Barış hiç beklemediğim bir anda bana sıkıca sarıldı.
-Sakın sarıldığım için bozuntuya verme. Telefonumun şifresi 190502 . Ela'yı ara. O hemen gelip seni alır,evine bırakır. Bide Ela'ya söyle bi avukat bulsun.
Başımı olumlu anlamda salladığımda Barış'la ayrıldık ve polisler Barış'ı aldılar.
-Polis bey hangi karakola gidiyorsunuz?
Yardımcı olabilmek için hangi karakola gittiklerini öğrenmem gerekiyordu.
-Kantar polis karakolu
Karakolu öğrendiğim sırada Barış polis arabasına bindi.
Polis arabaları giderken elimi omuzlarımdaki ceketin cebine atıp , telefonu elime aldım.
Kilit ekranına 190502 yazıp ana ekrana girdim. Kişilere girip "Ela" yı aradım.
Telefon çalarken bir yandan da arabamdan çantamı alıp yolun kenarına geçmeye çalışıyordum.
-Efendim abi.
-Alo Ela ben Didem. Cenaze evinde tanışmıştık.
-Didem?
-Abin karakola götürüldü. Abin beni almanı söyledi. Beni alır mısın?

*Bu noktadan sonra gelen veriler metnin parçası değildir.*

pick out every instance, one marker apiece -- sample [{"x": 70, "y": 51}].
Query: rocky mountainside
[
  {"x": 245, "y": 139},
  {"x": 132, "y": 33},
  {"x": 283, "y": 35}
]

-Didem ben hiçbirşey anlamıyorum.
Arabalarımızı çekmeye araçlar gelince kendimi hepten yalnız hissetmeye başlamıştım.
-Sen benim attığım konuma gel ben sana herşeyi anlatıcam.
Telefonu kapatıp Ela'ya konumu gönderdim. Çiseleyen yağmur toprak kokusunu ortaya çıkartmıştı. İçime doya doya toprak kokusunu çekerken bir yandan da Barış'ın ceketine sıkı sıkı sarıldım.
İzmir'in bu gece soğuk olacağı tutmuştu. Ya da ben biraz fazla üşüyordum.
Yaklaşık 10 -15 dakika sonda yoldan geçen arabaların rüzgarı da yüzüme yüzüme çarparken , önümde bir araba durdu.
Arabanın camı açılınca bende arabaya doğru biraz yaklaşıp içinde kimin olduğunu kontrol ettim.
Arabanın içinde Ela'nın olduğunu görünce tuttuğum nefesimi verip arabaya bindim.
-Didem ne oluyor?
Telefonumu açıp haritalara Kantar polis karakolu yazıp Ela'ya uzattım.
-Anlatıcam ama önce buraya gitmemiz lazım abin orda.
Ela telefonu elimden alıp , navigasyona göre arabayı sürmeye başladı.
-Ne olduğunu anlatacak mısın?
Ela'nın sorduğu soruyla derin bir nefes aldım.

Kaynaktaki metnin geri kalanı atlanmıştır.